I have to say that the tendency of AA detractors to point their fingers at black people rather the group most likely to benefit from the program smells a lot like like anti-black bias to me.

Allan Bloom.

The argument that turned me off of affirmative action is that it’s ultimately harmful to blacks because it perpetuates the perception of them as being dumber then whites. By lowering academic standards for blacks, blacks are put forth into the workforce that actually are less well educated and intelligent then whites. Someone comparing a black college graduate and a white college graduate could, with some knowledge of their backgrounds, reasonably infer that the white graduate is smarter because the white graduate had to meet higher standards.

Instead of lowering standards for blacks–which ultimately is what affirmative action is–I think we should address racial inequality by increasing the quality of their primary education. This would also help the poor non-blacks attending the same schools, so it would be a boost to social inequality as well, and it wouldn’t be racist.

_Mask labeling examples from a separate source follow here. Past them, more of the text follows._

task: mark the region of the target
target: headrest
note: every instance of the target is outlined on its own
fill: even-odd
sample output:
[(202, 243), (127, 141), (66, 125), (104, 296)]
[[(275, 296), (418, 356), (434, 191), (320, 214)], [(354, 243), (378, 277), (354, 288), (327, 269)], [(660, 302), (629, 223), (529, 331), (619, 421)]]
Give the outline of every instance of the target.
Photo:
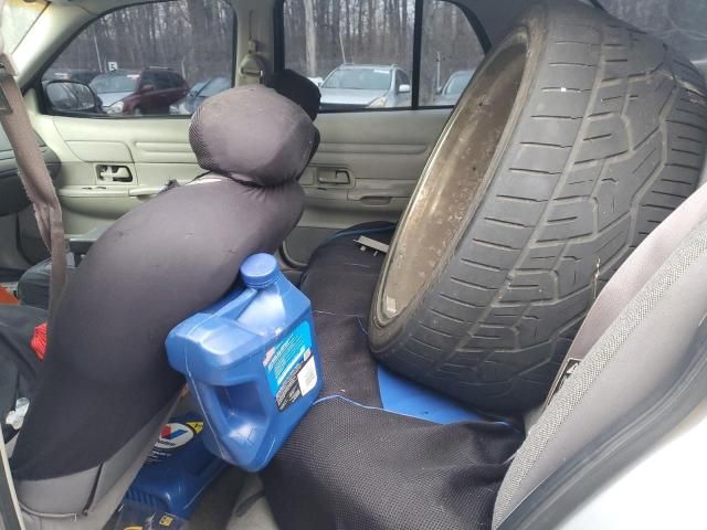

More likely we’re just responding in a perfectly reasonable and rational way to the open contempt and hatred that many liberals like you show for us.

What part of my post showed contempt and/or hatred? It seemed to me to be a fairly straightforward bit of logic and history.

I grew up in an area of the country that was solidly Democratic in its voting patterns - the Mon Valley south of Pittsburgh. Most Democratic voters there were working class whites, often union members.

Racial relations there weren’t terribly progressive, I can assure you.

Now, I can confidently state that a liberal is less likely to be racist by virtue of being a liberal. However, not all Democratic voters vote that way because they are liberals - indeed, most don’t.

For that reason, racism can quite easily be found in the Democratic ranks. Whether it is more prevalent there on a national scale, I cannot say for certain. I can confidently state, however, that my local Republican organization in Northern Virginia is a model of tolerance and diversity compared to the Democratic Party in Washington County, Pennsylvania.